As Paul Krugman details in his excellent new book End This Depression Now
, there was no Keynesian stimulus; the largest item in the stim package was tax cuts. As for "printing trillions of dollars out of thin air" -- when?
When did that happen? I'd be grateful for a citation of evidence. There has been no government intervention in the free marketplace except for the Wall Street bailout (which really happened under Dubya, and which was demanded by both parties) and the aid package offered to GM, which worked out well.
Seriously: What the hell is it with the rightists and their caterwauling about "high inflation"? Do you
see any inflation? Why do right-wingers love to pretend, against all evidence, that we're living in a perpetual Wiemar state? Yes, we've seen some prices rise due to unregulated commodity speculation. But if home prices and wages remain depressed, then there is no fucking inflation
-- by definition.
Nevertheless, the right continues to paint Obama as some sort of left-wing zealot. Here's the latest attempt
: Apparently, the National Review has discovered a story which Cannonfire covered more fully back in 2008
. Most of the credit goes to a contributor called G.
The National Review ideologues thinks that Obama's one-time dalliance with the New Party proves that our president is "trying to move the United States toward European-style social democracy." Oh, if only!
G and I argued that Obama's stances of that time were pure opportunism:
He took far-left positions when doing so served to advance his career, and now repudiates those same positions in order to advance further.
At each step of the way in his political career, Obama has risen by convincing people that he's on "their" side. When Ken Adelman and Noam Chomsky endorse the same politician, you know something's seriously wrong.
Alex Parenne found just the right words
today: Barack Obama is "a passionless former left-wing poser." Years ago, Obama made certain fleeting alliances with various lefties because he rose to prominence in a very left-wing sector of Chicago. Even then, many of the people in his district considered him a phoney who didn't really care about progressive ideals.

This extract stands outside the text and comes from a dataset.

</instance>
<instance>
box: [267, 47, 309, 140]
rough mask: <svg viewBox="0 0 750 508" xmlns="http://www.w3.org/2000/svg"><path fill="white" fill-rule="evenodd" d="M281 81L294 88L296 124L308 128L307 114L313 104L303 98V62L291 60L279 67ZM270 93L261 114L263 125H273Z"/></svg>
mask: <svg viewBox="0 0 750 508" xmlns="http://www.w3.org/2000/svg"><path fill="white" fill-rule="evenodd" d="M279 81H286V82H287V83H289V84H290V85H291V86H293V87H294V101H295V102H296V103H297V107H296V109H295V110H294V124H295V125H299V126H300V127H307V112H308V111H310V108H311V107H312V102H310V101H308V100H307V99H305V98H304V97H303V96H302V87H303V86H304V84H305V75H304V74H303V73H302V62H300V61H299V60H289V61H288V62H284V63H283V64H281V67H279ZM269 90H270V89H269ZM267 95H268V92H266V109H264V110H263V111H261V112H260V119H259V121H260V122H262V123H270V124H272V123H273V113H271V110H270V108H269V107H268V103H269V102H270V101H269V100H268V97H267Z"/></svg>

If the guy is going to take the socialist rap, then couldn't he have given us at least a little bit of old-school liberalism? Like, couldn't he have given Geithner's gig to someone like Krugman or Stiglitz?
The Obama of right-wing hallucination has obscured the real
Obama. The real one deserves our condemnation, albeit for very different reasons. Matt Stoller
puts the case against the president brilliantly in his piece on the Wisconsin debacle:
I wish I could say I had a new insight, but it’s basically the same problem I’ve been writing about for years. Put simply, it’s that Obama’s policy framework is now the policy framework of the Democratic Party, liberals, and unionism. Up and down the ticket, Democrats are operating under the shadow of the President, associated with unpopular policies that make the lives of voters worse and show government to be an incompetent, corrupt handmaiden to big business. So they keep losing.

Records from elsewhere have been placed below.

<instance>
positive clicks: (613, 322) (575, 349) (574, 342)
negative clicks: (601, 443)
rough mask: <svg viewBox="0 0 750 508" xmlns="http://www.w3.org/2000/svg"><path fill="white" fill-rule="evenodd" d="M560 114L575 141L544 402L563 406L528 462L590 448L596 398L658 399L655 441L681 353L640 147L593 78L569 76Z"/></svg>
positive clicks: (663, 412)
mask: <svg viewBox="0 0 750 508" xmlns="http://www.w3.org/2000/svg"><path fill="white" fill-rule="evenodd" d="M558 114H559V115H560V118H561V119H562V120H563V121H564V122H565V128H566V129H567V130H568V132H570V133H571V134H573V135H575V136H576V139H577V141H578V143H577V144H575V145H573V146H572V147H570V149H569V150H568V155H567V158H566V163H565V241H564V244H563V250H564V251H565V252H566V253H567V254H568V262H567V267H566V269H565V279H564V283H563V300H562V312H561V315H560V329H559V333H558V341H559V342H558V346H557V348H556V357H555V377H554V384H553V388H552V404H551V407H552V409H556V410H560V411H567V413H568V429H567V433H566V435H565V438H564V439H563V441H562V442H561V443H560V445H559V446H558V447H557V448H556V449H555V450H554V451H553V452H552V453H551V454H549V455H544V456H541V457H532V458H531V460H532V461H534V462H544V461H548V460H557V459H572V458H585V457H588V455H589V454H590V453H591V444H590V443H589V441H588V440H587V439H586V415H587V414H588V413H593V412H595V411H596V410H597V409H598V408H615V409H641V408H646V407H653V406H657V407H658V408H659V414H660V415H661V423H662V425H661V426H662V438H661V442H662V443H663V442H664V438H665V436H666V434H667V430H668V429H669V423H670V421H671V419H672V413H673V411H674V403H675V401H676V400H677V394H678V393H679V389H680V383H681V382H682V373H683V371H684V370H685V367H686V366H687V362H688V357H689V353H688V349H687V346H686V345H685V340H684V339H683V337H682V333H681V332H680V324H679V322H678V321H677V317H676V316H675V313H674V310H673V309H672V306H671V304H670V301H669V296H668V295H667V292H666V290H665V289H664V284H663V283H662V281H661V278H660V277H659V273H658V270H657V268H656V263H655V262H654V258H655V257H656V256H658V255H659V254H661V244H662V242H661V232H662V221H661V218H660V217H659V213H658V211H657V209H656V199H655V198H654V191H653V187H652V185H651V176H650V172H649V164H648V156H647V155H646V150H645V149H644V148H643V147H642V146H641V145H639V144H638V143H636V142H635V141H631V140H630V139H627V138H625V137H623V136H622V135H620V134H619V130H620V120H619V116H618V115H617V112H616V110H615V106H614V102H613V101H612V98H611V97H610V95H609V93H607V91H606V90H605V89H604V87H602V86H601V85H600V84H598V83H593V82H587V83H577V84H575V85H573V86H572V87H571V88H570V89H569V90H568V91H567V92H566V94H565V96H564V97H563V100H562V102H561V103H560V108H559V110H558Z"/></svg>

Here's Stoller's most important point:
And if Obama loses, the recriminations will start, and liberals will take the blame for not allowing Obama to be centrist enough.
(Emphasis added.) We cannot let that happen. We cannot let that happen.
We cannot allow a false narrative to take hold. Obama screwed us not by imposing Keynesianism but by his refusal to consider such a solution. If a President Romney chooses to save his nation -- a questionable proposition -- he'll do it the same way Reagan and Hitler did it: Military Keynesianism. Huge armaments spending, on the credit card.
(If you're now dying to snarl at me about Godwin's law, screw you. My point is historically accurate. Military Keynesianism is exactly what Hitler and Reagan did. FDR too, arguably.)
Can Hillary salvage Obama? I don't think so, but if the Democrats face a sufficiently dire situation, fortune may favor the bold. The future of the Supreme Court remains a compelling consideration.